Friday, July 12, 2013

Angels in Islam

Nature and role of Allah's faithful servants

The fundamental articles of faith in Islam are to believe in Allah, His prophets, His revealed books, the angels, the afterlife, and destiny/divine decree. Faith in the unseen world created by Allah is thus a required element of faith in Islam. Among the creatures of the unseen are angels, which are mentioned in the Quran as faithful servants of Allah.

Nature of Angels

In Islam, it is believed that angels have been created out of light, before the creation of humans from clay/earth. They are naturally obedient creatures, worshipping Allah and carrying out His commands. Angels have no free choice, so it is simply not in their nature to disobey. The Quran says, "They do not disobey Allah's commands that they receive; they do precisely what they are commanded" (Quran 66:6). Angels are genderless and do not require sleep, food, or drink.

Role of Angels

In Arabic, angels are called mala'ika, which means "to assist and help." The Quran describes that angels have been created to worship Allah and carry out His commands: "Everything in the heavens and every creature on the earth prostrates to Allah, as do the angels. They are not puffed up with pride. They fear their Lord above them and do everything they are ordered to do" (Quran 16:49-50). Angels are involved in carrying out duties in both the unseen and physical worlds.

Angels Mentioned by Name

Several angels are mentioned by name in the Quran, with a description of their responsibilities:
  • Jibreel (Gabriel) - in charge of communicating Allah's words to His prophets
  • Israfeel (Raphael) - in charge of blowing the trumpet to mark the Day of Judgment
  • Mikail (Michael) - in charge of rainfall and sustenance
  • Munkar and Nakeer - after death, these angels will question souls in the grave about their faith and deeds
  • Malak Am-Maut (Angel of Death) - in charge of taking possession of souls after death
  • Malik - guardian of hell
  • Ridwan - guardian of heaven
Other angels are mentioned, but not specifically by name.
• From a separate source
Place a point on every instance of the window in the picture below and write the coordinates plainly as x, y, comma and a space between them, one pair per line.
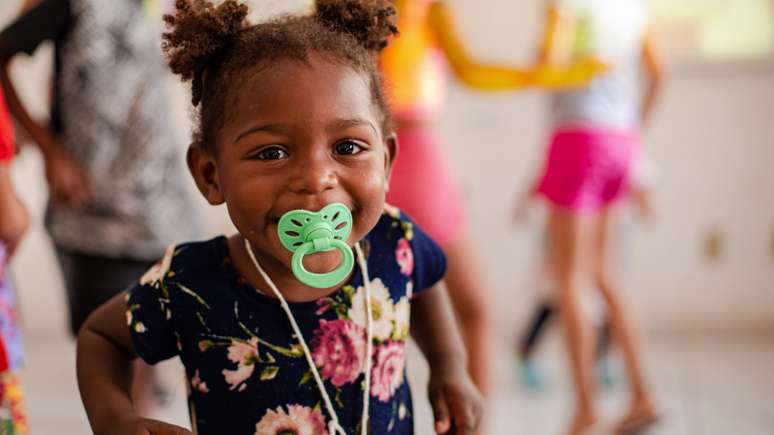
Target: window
715, 30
There are angels who carry Allah's throne, angels who act as guardians and protectors of believers, and angels who record a person's good and bad deeds, among other tasks.

Angels in Human Form

As unseen creatures made from light, angels have no specific bodily shape but can rather take on a variety of forms. The Quran does mention that angels have wings (Quran 35:1), but Muslims don't speculate on what exactly they look like. Muslims find it blasphemous, for example, to engage in making images of angels as cherubs sitting in clouds. It is believed that angels can take the form of human beings when required to communicate with the human world. For example, the Angel Jibreel appeared in human form to Mary the mother of Jesus, and to the Prophet Muhamaad when questioning him about his faith and message.

"Fallen" Angels?

In Islam, there is no concept of "fallen" angels, as it is in the nature of angels to be faithful servants of Allah. They have no free choice to disobey. Unseen beings who do have free choice, and who are often confused with "fallen" angels, are called jinn (demons). The most famous of the jinn is Iblis, who is also known as Shaytan (Satan). Muslims believe that Satan is a disobedient jinn, not a "fallen" angel.